Das haftet auch immer noch den Fundamenten der zerstörten Synagoge an, verborgen z.T. unter unseren Füßen. Sie freizulegen hieße, einen besonderen Nacherlebensprozess herbeizuführen, mit unseren Körpern in eine Verbindung treten zu können und zu fühlen, auf wen die Zerstörung zielte. Wie die zerschossene Tür hätten auch sie die Kraft, Phantasien und Gefühle zu erregen. In diesen nacherlebten Schreckensszenen ergänzen wir Ort und Menschen durch unsere eigene Person und unsere eigene Geschichte, erfahren aber auch, dass die Verbrechen zeit- und grenzenlos sein wollen. Durch diese Ausgestaltung mit Persönlichem werden sie noch einmal wahr und gegenwärtig und zwingen uns, uns eindeutig gegen Antisemitismus zu engagieren und gesellschaftskritisch zu handeln.

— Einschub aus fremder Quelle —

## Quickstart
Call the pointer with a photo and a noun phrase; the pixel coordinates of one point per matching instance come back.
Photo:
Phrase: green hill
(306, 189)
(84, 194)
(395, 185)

So ist für uns das Bild der zerschossenen Synagogentür in Halle ein zwingender Anstoß, auf eine fortdauernde Erinnerungs- und Aufklärungswirkung der Fundamente der zerstörten Synagoge an diesem Ort hinzuweisen. Besser als vieles andere würde ihre Ausgrabung sicht- und fühlbar machen, was war und immer wieder sein will, sich ständig fortsetzen möchte und jetzt wieder fortgesetzt hat. Es würde den Zusammenhang von Verbrechen (das der Bunker repräsentiert), seine Wirkungen und letztlich den hier bis in den Holocaust führenden Impuls zeigen. Es würde den Ort Friedberger Anlage zu einem kritischen Stachel in der Stadt und auch in der Republik machen. Deshalb bitten wir Sie, die Ausgrabungen der Fundamente der Synagoge der IRG zu unterstützen.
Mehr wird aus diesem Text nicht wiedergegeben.